Question

Explain how one is able to find molecular formula or the moles in a substance by the help of gas laws? That is, explain this equation: $n = \dfrac{m}{M}$ .

Answer 1

Hint : We need to know what the ideal gas equation means or says, and depending on that a few laws were formulated which are today called the gas laws. The gas law we use here is called Ideal gas law that says that gas is something that has no volume and no attraction to its constituent particles. Remember that the way we can calculate the number of moles in a substance is by using its mass and molar mass, where molar mass is the $grams/mol$ form of the atomic weight.

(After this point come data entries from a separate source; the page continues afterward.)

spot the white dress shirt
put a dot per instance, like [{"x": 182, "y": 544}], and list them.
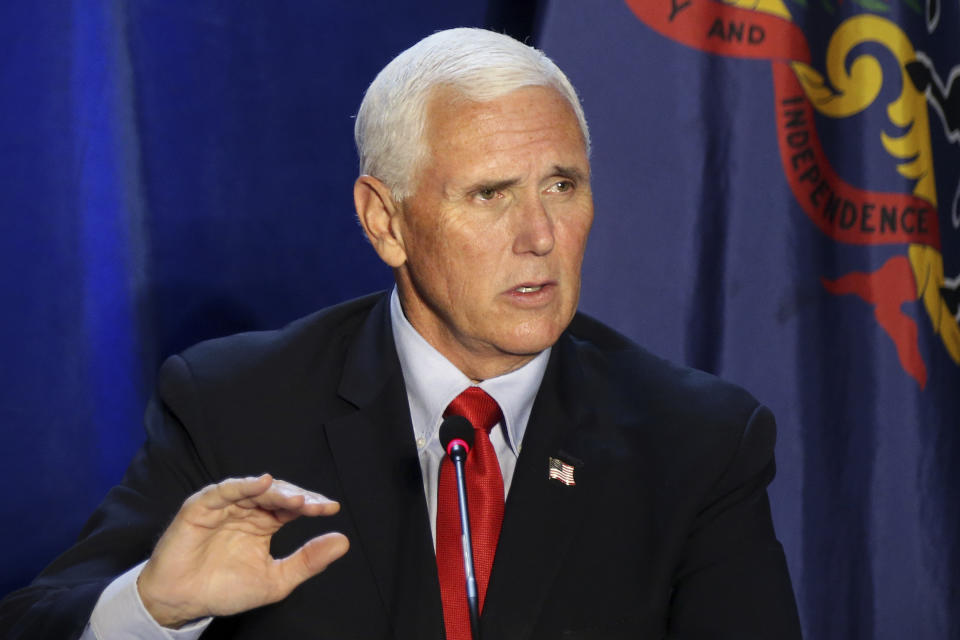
[{"x": 432, "y": 382}]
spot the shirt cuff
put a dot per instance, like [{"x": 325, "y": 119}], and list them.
[{"x": 120, "y": 615}]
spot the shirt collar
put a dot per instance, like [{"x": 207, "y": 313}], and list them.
[{"x": 433, "y": 382}]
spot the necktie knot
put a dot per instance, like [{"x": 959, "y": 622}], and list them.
[{"x": 477, "y": 406}]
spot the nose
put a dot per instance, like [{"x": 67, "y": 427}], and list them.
[{"x": 534, "y": 229}]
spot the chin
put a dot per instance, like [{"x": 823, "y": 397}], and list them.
[{"x": 533, "y": 342}]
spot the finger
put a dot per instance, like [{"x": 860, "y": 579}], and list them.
[
  {"x": 312, "y": 558},
  {"x": 233, "y": 490},
  {"x": 283, "y": 496}
]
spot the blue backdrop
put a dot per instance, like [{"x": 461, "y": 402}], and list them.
[{"x": 173, "y": 170}]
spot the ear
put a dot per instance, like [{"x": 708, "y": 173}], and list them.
[{"x": 378, "y": 214}]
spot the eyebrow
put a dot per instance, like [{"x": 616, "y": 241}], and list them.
[{"x": 571, "y": 173}]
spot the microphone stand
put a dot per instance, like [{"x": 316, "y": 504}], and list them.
[{"x": 458, "y": 454}]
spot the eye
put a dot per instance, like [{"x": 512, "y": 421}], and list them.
[
  {"x": 561, "y": 186},
  {"x": 486, "y": 193}
]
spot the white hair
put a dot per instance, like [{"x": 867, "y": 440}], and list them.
[{"x": 478, "y": 65}]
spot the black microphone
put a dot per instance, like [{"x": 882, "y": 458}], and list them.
[{"x": 456, "y": 436}]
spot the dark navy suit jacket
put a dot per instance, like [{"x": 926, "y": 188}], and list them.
[{"x": 666, "y": 533}]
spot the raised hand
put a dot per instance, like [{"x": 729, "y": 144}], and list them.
[{"x": 214, "y": 558}]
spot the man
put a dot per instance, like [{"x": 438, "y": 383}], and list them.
[{"x": 635, "y": 490}]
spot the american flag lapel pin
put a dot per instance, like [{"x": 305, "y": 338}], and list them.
[{"x": 562, "y": 471}]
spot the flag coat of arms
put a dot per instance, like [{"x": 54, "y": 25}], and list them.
[{"x": 777, "y": 189}]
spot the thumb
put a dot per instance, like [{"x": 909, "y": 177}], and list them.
[{"x": 312, "y": 558}]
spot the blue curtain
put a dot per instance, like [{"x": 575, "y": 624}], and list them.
[
  {"x": 716, "y": 244},
  {"x": 170, "y": 171}
]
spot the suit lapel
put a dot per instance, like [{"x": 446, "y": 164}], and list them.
[
  {"x": 377, "y": 464},
  {"x": 542, "y": 515}
]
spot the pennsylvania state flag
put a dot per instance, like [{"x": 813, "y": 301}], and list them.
[{"x": 778, "y": 201}]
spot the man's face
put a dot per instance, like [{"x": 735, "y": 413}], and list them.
[{"x": 495, "y": 230}]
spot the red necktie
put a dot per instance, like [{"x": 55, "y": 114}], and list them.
[{"x": 485, "y": 505}]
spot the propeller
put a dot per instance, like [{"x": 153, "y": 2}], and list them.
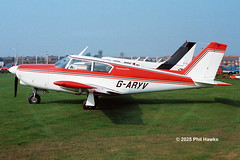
[{"x": 15, "y": 86}]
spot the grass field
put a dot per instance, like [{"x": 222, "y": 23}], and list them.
[{"x": 142, "y": 126}]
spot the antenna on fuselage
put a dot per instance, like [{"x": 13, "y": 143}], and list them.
[{"x": 80, "y": 54}]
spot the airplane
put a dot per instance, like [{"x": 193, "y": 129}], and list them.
[
  {"x": 179, "y": 60},
  {"x": 94, "y": 76}
]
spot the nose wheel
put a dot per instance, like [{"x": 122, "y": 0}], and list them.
[
  {"x": 89, "y": 104},
  {"x": 34, "y": 99}
]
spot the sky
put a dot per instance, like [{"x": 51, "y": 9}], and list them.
[{"x": 151, "y": 28}]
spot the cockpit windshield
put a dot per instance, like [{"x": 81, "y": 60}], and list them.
[{"x": 63, "y": 62}]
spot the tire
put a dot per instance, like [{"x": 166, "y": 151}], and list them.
[
  {"x": 34, "y": 100},
  {"x": 85, "y": 107}
]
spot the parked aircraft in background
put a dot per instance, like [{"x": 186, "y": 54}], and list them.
[
  {"x": 94, "y": 76},
  {"x": 179, "y": 60}
]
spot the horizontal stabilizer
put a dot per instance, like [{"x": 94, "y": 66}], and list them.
[{"x": 218, "y": 83}]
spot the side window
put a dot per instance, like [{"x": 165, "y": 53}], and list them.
[
  {"x": 78, "y": 64},
  {"x": 102, "y": 67}
]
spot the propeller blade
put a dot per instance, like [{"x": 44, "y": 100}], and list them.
[{"x": 15, "y": 86}]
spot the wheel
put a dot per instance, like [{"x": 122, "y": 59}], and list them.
[
  {"x": 85, "y": 107},
  {"x": 34, "y": 100}
]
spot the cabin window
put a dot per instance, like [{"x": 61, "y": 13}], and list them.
[
  {"x": 62, "y": 63},
  {"x": 78, "y": 64},
  {"x": 102, "y": 67}
]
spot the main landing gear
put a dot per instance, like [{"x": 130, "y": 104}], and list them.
[
  {"x": 89, "y": 104},
  {"x": 34, "y": 98}
]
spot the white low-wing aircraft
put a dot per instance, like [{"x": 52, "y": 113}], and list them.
[
  {"x": 179, "y": 60},
  {"x": 94, "y": 76}
]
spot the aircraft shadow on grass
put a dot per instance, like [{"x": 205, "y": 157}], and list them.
[{"x": 125, "y": 109}]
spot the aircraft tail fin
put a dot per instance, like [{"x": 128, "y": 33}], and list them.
[
  {"x": 180, "y": 58},
  {"x": 205, "y": 65}
]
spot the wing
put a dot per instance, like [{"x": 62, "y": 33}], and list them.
[{"x": 94, "y": 88}]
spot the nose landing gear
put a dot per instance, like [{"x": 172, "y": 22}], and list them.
[
  {"x": 34, "y": 98},
  {"x": 89, "y": 104}
]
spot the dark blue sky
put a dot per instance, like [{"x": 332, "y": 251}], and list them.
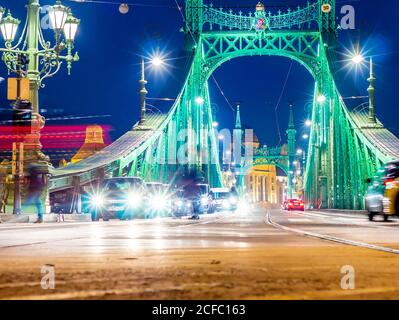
[{"x": 104, "y": 82}]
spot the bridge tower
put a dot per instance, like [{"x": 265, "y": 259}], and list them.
[
  {"x": 194, "y": 9},
  {"x": 237, "y": 137},
  {"x": 371, "y": 91},
  {"x": 291, "y": 137}
]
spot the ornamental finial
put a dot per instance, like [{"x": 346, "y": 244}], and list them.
[{"x": 260, "y": 7}]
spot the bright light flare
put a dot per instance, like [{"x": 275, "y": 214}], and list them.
[
  {"x": 358, "y": 58},
  {"x": 134, "y": 199},
  {"x": 97, "y": 200},
  {"x": 157, "y": 61},
  {"x": 243, "y": 207}
]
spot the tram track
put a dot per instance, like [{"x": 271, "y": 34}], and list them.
[{"x": 328, "y": 238}]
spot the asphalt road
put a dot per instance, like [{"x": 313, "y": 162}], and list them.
[{"x": 259, "y": 254}]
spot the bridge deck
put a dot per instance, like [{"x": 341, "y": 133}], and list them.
[
  {"x": 117, "y": 150},
  {"x": 380, "y": 137}
]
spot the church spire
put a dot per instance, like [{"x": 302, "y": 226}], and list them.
[{"x": 238, "y": 117}]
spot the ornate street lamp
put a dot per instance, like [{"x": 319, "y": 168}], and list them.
[
  {"x": 58, "y": 15},
  {"x": 8, "y": 27},
  {"x": 40, "y": 59}
]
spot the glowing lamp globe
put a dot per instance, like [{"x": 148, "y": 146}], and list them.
[
  {"x": 9, "y": 27},
  {"x": 71, "y": 28},
  {"x": 58, "y": 15}
]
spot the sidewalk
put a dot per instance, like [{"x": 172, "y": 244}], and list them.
[{"x": 31, "y": 218}]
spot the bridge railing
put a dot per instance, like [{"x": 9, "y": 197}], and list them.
[{"x": 300, "y": 18}]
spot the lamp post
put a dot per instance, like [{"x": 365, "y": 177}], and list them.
[
  {"x": 359, "y": 59},
  {"x": 43, "y": 59},
  {"x": 33, "y": 58},
  {"x": 156, "y": 62}
]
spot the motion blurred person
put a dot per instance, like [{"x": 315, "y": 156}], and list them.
[
  {"x": 4, "y": 185},
  {"x": 35, "y": 188}
]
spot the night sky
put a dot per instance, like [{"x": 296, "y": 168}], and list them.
[{"x": 110, "y": 44}]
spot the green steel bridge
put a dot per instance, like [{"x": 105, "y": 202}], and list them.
[{"x": 345, "y": 147}]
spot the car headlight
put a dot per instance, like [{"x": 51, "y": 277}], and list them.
[
  {"x": 134, "y": 199},
  {"x": 159, "y": 203},
  {"x": 204, "y": 201},
  {"x": 97, "y": 200},
  {"x": 179, "y": 203}
]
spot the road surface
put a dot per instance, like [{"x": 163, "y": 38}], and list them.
[{"x": 259, "y": 254}]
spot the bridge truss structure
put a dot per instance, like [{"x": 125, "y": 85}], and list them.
[{"x": 345, "y": 147}]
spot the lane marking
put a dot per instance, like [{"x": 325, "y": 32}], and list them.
[{"x": 329, "y": 238}]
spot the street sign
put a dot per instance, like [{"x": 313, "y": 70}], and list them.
[{"x": 23, "y": 93}]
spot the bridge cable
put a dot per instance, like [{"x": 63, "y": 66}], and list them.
[{"x": 279, "y": 101}]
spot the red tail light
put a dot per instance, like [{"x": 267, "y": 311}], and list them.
[{"x": 388, "y": 181}]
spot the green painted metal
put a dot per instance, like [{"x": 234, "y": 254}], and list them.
[
  {"x": 341, "y": 152},
  {"x": 338, "y": 160}
]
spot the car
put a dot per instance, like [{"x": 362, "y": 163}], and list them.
[
  {"x": 180, "y": 206},
  {"x": 200, "y": 196},
  {"x": 224, "y": 199},
  {"x": 382, "y": 196},
  {"x": 117, "y": 198},
  {"x": 158, "y": 199},
  {"x": 295, "y": 204},
  {"x": 284, "y": 205}
]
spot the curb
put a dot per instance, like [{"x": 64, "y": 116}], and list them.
[{"x": 31, "y": 218}]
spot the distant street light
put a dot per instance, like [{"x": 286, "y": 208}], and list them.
[{"x": 157, "y": 61}]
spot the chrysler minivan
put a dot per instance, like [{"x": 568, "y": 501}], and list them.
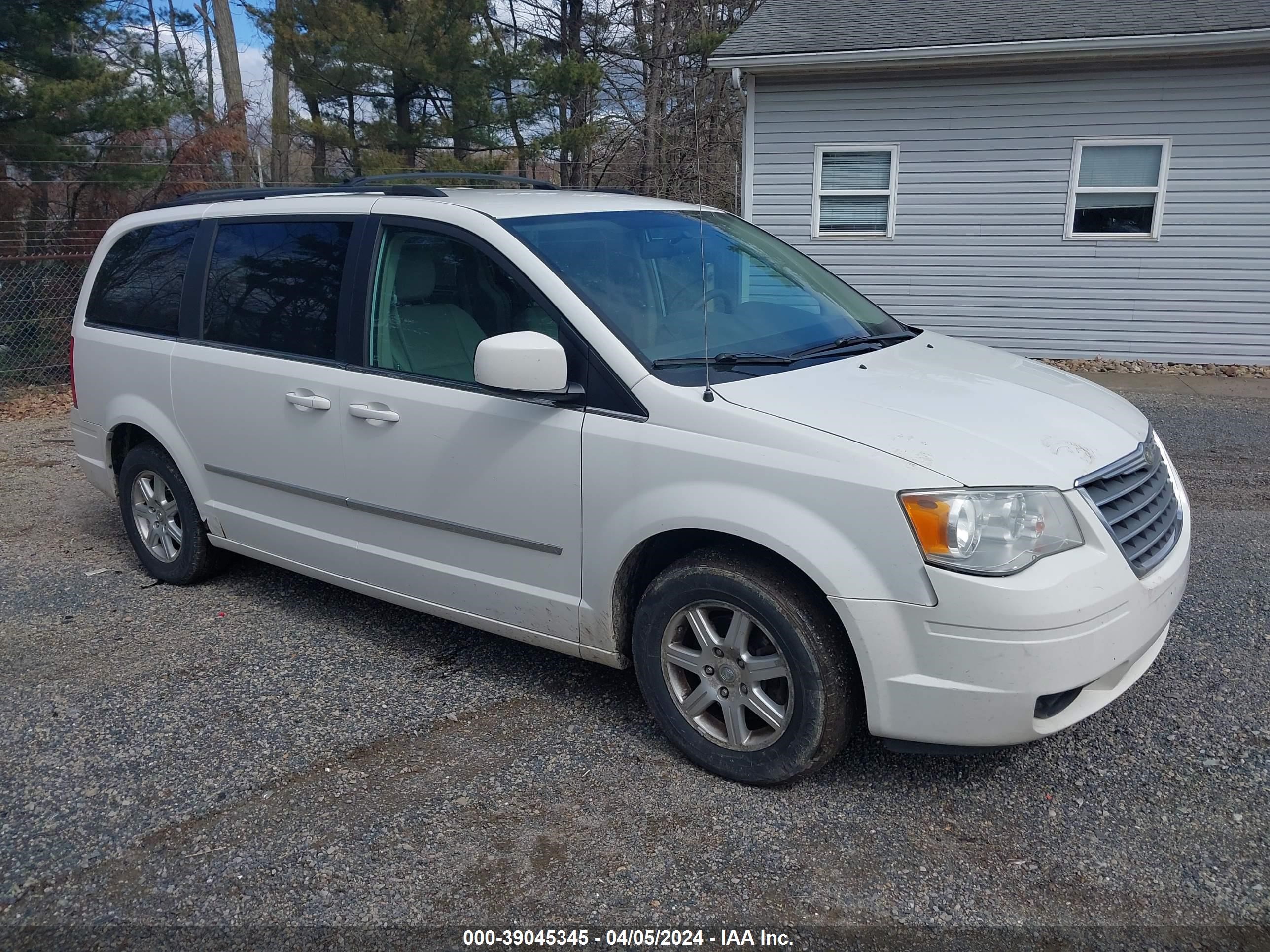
[{"x": 642, "y": 433}]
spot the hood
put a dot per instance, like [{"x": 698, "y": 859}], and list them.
[{"x": 977, "y": 415}]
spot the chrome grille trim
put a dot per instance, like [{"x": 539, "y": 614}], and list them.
[{"x": 1136, "y": 501}]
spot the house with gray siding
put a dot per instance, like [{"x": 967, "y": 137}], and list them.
[{"x": 1061, "y": 178}]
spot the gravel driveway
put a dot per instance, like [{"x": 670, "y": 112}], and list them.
[{"x": 266, "y": 750}]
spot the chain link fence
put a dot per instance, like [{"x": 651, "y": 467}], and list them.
[{"x": 37, "y": 303}]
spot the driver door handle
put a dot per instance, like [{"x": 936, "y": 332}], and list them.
[
  {"x": 369, "y": 413},
  {"x": 312, "y": 400}
]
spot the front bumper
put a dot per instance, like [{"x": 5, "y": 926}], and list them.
[{"x": 971, "y": 669}]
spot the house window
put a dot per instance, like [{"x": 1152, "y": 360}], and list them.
[
  {"x": 1118, "y": 188},
  {"x": 854, "y": 192}
]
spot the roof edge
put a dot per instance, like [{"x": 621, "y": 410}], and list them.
[{"x": 1028, "y": 50}]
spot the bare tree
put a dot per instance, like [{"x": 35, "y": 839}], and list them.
[
  {"x": 232, "y": 82},
  {"x": 280, "y": 154}
]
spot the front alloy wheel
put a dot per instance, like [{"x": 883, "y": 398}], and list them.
[
  {"x": 744, "y": 666},
  {"x": 727, "y": 677}
]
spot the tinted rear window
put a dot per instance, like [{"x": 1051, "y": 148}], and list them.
[
  {"x": 140, "y": 282},
  {"x": 275, "y": 286}
]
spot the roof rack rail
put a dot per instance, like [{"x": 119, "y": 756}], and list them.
[
  {"x": 232, "y": 195},
  {"x": 461, "y": 175}
]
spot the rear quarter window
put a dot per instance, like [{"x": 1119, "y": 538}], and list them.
[{"x": 140, "y": 281}]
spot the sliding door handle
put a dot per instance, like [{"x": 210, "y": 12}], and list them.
[
  {"x": 309, "y": 400},
  {"x": 365, "y": 411}
]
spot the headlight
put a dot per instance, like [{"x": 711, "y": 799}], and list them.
[{"x": 991, "y": 531}]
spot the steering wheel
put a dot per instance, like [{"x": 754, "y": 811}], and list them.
[{"x": 703, "y": 300}]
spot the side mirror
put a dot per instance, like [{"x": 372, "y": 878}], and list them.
[{"x": 524, "y": 361}]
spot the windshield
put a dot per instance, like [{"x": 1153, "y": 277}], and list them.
[{"x": 656, "y": 277}]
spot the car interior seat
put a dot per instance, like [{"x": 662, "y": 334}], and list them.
[{"x": 437, "y": 340}]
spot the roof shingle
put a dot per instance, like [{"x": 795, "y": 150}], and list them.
[{"x": 834, "y": 26}]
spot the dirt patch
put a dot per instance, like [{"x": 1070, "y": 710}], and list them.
[
  {"x": 1106, "y": 365},
  {"x": 34, "y": 403}
]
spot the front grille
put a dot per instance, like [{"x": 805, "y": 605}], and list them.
[{"x": 1138, "y": 506}]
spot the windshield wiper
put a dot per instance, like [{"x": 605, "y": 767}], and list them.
[
  {"x": 723, "y": 360},
  {"x": 850, "y": 344}
]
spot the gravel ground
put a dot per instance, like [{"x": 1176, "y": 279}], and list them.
[{"x": 265, "y": 752}]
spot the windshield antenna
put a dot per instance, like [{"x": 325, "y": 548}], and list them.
[{"x": 702, "y": 234}]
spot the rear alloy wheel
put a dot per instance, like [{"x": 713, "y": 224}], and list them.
[
  {"x": 162, "y": 519},
  {"x": 157, "y": 516},
  {"x": 744, "y": 667}
]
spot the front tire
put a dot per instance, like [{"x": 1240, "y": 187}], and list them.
[
  {"x": 744, "y": 668},
  {"x": 162, "y": 519}
]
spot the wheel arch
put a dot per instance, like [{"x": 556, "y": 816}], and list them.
[
  {"x": 661, "y": 550},
  {"x": 133, "y": 426}
]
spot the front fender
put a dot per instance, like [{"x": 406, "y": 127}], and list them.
[{"x": 830, "y": 508}]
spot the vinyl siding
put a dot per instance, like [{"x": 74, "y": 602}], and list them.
[{"x": 985, "y": 164}]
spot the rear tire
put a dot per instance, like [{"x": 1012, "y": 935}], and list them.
[
  {"x": 744, "y": 668},
  {"x": 162, "y": 519}
]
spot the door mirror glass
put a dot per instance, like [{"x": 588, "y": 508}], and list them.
[{"x": 525, "y": 361}]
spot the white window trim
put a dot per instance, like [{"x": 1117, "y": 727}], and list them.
[
  {"x": 891, "y": 192},
  {"x": 1072, "y": 190}
]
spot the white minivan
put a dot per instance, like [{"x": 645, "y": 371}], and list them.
[{"x": 642, "y": 433}]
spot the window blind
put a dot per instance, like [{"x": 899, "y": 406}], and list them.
[
  {"x": 854, "y": 212},
  {"x": 1119, "y": 167},
  {"x": 852, "y": 170}
]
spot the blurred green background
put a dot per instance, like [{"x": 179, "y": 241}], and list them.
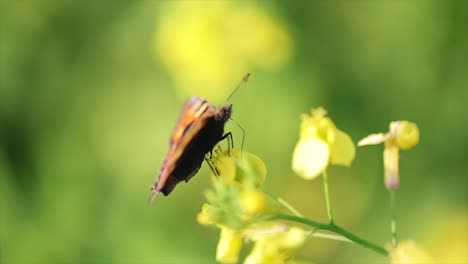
[{"x": 91, "y": 90}]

Complete Step By Step Answer:
Since we know what the ideal gas law says, we can see how it will help us to calculate molecular formula or number of moles. That helps us to find this formula.
Now let us proceed to how we can find the formula for number of moles:
Firstly from the question, we will be able to identify the empirical formula of the compound. From that we can automatically find molar mass. Lastly rearrange that equation to get the molecular formula or number of moles.
That in terms of equation looks like;
Molar mass $M = \dfrac{m}{n}$ , where $m$ is mass and $n$ is number of moles
Then rearrange to get: $n = \dfrac{m}{N}$
With an example we will understand this type of problem better;
Consider the empirical formula of cyclopropane: $CH2$ .
Given temperature as ${50^ \circ }C$ , pressure $0.984\;atm$ , mass of $1.56g$ and volume of $1\;L$ . Give cyclopropane’s molecular formula.
Substitution values into the ideal gas law;
$PV = nrT \\\ \\\ \Rightarrow n = \dfrac{{PV}}{{RT}} \\\ \\\ \Rightarrow n = \dfrac{{0.984 \times 1}}{{0.08206 \times 323.2}} \\\ \\\ \Rightarrow n = 0.0371\;mol \\\$
And the molar mass is;
$\Rightarrow M = \dfrac{m}{n} \\\ \\\ \Rightarrow M = \dfrac{{1.56}}{{0.0371}} \\\ \\\ \Rightarrow M = 42\;g/mol \\\$
$CH_2$ ’s empirical formula mass $= 12.01 + 2.016 \\\ = 14.03\;g/mol \\\$
Therefore number of moles will be;
$\Rightarrow n = \dfrac{m}{M} \\\ \\\ \Rightarrow n = \dfrac{{42}}{{14.03}} \\\ \\\ \Rightarrow n \approx 3 \\\ \\\$
So molecular formula of $CH_2 = (CH_2)_3$

Note :
Ideal gas equation is as follows:
$PV = nRT$ , in words it says that the product of volume and pressure of gas is proportional to the temperature. Here $P$ = pressure of ideal gas, $V$ = volume of the same, $T$ = temperature, $n$ = gives number of moles of gas, $R$ = universal gas constant.
The gas laws which are made are from this ideal gas equation, the few laws are named as Boyle’s law, Charles’ law, Avogadro’s law, Ideal gas law.